Now, with graduation in sight, it appeared that her youngest, steadiest son was on the verge of making a bad turn in life. She had expected trouble from Edgar but never Reinie. Mabel Ottenbreit would never forget the day she had found those magazines tucked under Edgar’s mattress, the ones with women sticking their rumps out like monkeys eager to be mounted. But Edgar had come around after a good talking to. What worried her now was what Karl had always said, that it’s the quiet bull that hurts you.

The next morning when she got up for church, the car keys were no longer on the hook, and her son was nowhere to be found.

Reinie drove the countryside aimlessly until eleven o’clock, then dropped by the Pushkos’. Darcy was still in bed, so he
helped her brothers cut the box off a ’51 International half-ton. They intended to use it as a trailer. All five Pushkos praised his handiness with an acetylene torch. By mid-afternoon they had finished the job and went into the house for coffee. Darcy was up, sitting at the kitchen table in her pyjamas, smoking cigarettes. Reinie asked her if she would like to take a spin out to the lake.

“May as well,” she answered with her usual indifference.

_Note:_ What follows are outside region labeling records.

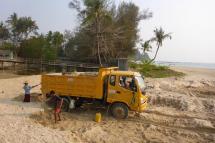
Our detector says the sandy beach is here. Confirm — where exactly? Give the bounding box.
[0,67,215,143]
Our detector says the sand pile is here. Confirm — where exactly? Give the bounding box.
[0,69,215,143]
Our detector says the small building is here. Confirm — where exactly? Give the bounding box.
[0,49,14,60]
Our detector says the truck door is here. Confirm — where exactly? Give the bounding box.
[118,75,138,108]
[107,75,120,103]
[107,75,137,107]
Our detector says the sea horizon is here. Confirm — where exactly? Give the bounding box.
[155,61,215,69]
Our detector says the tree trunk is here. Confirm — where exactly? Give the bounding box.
[96,15,102,66]
[147,45,160,64]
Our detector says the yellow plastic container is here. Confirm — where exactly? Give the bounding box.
[95,113,102,123]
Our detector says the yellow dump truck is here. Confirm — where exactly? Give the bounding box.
[41,67,147,118]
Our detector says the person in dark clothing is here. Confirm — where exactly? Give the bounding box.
[54,98,63,123]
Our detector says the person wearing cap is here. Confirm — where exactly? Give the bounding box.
[23,81,40,102]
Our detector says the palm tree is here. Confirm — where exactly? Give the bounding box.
[149,27,172,64]
[141,40,152,53]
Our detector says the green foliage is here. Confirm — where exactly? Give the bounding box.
[0,22,10,40]
[46,31,64,56]
[19,36,57,60]
[0,42,15,51]
[66,0,152,62]
[129,62,184,78]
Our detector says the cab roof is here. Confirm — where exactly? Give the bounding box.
[111,71,141,76]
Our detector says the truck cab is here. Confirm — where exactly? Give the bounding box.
[107,71,147,118]
[41,67,147,118]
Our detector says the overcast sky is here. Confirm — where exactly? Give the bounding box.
[0,0,215,63]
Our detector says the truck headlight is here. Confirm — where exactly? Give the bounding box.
[140,98,147,104]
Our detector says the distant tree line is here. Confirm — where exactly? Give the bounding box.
[0,0,170,65]
[66,0,152,65]
[0,13,64,60]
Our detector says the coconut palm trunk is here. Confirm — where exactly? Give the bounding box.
[147,45,160,64]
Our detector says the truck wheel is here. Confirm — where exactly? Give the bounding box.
[111,103,128,119]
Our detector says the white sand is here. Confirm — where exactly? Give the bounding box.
[0,68,215,143]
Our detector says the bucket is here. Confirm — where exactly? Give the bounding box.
[95,113,102,123]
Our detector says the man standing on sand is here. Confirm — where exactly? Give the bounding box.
[23,81,40,102]
[54,98,63,123]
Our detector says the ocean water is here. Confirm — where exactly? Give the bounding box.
[156,61,215,69]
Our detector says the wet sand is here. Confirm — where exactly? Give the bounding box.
[0,67,215,143]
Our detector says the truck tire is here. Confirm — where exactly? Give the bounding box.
[111,103,128,119]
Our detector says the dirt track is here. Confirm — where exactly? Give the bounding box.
[0,68,215,143]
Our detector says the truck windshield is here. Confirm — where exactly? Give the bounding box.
[135,76,146,92]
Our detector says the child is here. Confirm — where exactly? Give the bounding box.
[54,98,63,123]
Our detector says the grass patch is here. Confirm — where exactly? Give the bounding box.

Darcy didn’t appreciate the lake much but she liked the amusement park. They played minigolf and later Reinie watched her bounce on a trampoline until all his cash was gone. After that, they sat in the car before the dark blue lake splendidly enamelled with Indian summer sunshine, watching the crisp waves roll up onto the beach. The Chevy was parked under a big cottonwood and its shade gave the place a twilight, romantic air, which encouraged Reinie to screw up his courage and ask Darcy for a kiss.